And as the dying sunset through the rain
Will flush with rosy glow a mountain height,
Even so, at his last smile, a blush again
Pass’d over Helen’s face, so changed and white;
And through her tears she smiled, his last delight,
The last of pleasant life he knew, for grey
The veil of darkness gather’d, and the night
Closed o’er his head, and Paris pass’d away.
LXIV.
Then for one hour in Helen’s heart re-born,
Awoke the fatal love that was of old,
Ere she knew all, and the cold cheeks outworn,
She kiss’d, she kiss’d the hair of wasted gold,
The hands that ne’er her body should enfold;
Then slow she follow’d where the bearers led,
Follow’d dead Paris through the frozen wold
Back to the town where all men wish’d her dead.
LXV.
Perchance it was a sin, I know not, this!
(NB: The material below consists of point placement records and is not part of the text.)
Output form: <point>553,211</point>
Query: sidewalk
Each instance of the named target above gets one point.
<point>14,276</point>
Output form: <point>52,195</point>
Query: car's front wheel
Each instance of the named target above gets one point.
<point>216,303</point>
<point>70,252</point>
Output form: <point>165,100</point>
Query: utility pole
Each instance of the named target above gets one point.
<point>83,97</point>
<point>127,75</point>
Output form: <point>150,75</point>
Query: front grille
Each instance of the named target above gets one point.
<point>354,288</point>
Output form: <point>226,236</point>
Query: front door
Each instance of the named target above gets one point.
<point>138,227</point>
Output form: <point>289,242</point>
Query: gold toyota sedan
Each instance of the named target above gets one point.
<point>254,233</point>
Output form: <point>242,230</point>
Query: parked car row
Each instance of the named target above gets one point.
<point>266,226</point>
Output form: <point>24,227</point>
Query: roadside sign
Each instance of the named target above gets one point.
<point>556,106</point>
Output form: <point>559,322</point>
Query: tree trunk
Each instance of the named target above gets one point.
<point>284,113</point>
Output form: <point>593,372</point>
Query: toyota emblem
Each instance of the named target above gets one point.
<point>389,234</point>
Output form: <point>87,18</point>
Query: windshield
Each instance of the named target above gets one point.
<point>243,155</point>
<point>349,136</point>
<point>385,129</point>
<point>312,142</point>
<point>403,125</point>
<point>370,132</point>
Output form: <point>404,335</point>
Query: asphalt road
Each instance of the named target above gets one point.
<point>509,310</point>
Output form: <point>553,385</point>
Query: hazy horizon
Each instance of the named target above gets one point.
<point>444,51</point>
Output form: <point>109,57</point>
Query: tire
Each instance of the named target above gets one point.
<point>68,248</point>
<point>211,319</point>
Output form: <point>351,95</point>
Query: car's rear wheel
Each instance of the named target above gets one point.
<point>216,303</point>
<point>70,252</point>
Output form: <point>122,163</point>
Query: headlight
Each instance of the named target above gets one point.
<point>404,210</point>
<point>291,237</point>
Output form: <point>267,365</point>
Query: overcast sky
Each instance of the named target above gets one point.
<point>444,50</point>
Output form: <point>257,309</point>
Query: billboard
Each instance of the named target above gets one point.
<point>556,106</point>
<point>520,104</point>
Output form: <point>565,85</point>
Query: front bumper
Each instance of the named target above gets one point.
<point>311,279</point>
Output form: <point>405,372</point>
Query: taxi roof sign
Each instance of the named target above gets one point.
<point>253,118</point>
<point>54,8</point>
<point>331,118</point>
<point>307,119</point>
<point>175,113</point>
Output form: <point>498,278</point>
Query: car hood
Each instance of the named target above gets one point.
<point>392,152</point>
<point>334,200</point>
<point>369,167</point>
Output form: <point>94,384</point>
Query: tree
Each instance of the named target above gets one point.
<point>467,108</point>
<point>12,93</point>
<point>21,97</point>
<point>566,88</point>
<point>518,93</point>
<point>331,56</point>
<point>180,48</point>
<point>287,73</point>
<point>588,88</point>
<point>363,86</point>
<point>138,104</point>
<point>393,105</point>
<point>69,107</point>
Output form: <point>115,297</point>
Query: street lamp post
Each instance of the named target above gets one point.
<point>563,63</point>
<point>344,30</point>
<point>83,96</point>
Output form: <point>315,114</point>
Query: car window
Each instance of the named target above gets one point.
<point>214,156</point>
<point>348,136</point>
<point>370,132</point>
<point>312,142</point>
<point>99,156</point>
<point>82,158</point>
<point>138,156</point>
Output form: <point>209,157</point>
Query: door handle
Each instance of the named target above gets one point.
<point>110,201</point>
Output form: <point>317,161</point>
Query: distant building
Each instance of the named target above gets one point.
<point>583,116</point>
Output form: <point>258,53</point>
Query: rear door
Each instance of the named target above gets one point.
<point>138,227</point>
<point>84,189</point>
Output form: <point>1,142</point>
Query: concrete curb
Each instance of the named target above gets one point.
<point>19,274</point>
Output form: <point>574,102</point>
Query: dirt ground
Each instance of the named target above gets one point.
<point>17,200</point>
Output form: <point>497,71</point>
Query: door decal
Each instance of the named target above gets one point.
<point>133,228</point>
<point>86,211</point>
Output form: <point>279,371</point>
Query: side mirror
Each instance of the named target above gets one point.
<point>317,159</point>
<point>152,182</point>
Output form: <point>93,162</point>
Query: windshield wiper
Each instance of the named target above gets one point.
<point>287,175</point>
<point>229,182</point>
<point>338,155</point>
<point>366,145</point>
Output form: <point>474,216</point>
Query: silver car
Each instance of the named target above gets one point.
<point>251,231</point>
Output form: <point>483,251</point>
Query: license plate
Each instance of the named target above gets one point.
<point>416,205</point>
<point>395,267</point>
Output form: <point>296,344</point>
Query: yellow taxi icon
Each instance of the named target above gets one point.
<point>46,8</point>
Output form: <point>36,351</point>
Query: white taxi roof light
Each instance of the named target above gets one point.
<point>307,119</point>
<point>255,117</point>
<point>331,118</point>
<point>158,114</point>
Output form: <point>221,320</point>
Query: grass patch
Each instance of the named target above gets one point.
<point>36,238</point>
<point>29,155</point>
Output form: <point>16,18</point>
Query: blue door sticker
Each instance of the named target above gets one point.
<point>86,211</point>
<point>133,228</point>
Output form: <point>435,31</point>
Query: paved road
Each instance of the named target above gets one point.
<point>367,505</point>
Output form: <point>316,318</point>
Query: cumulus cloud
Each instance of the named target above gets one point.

Howe’er it be, she had a woman’s heart,
And not without a tear, without a kiss,
Without some strange new birth of the old smart,
From her old love of the brief days could part
For ever; though the dead meet, ne’er shall they
Meet, and be glad by Aphrodite’s art,
Whose souls have wander’d each its several way.
* * * * *
LXVI.
And now was come the day when on a pyre
Men laid fair Paris, in a broider’d pall,
And fragrant spices cast into the fire,
And round the flame slew many an Argive thrall.
When, like a ghost, there came among them all,
A woman, once beheld by them of yore,
When first through storm and driving rain the tall
Black ships of Argos dash’d upon the shore.
LXVII.
Not now in wrath Œnone came; but fair
Like a young bride when nigh her bliss she knows,
And in the soft night of her fallen hair
Shone flowers like stars, more white than Ida’s snows,
And scarce men dared to look on her, of those
The pyre that guarded; suddenly she came,
And sprang upon the pyre, and shrill arose
Her song of death, like incense through the flame.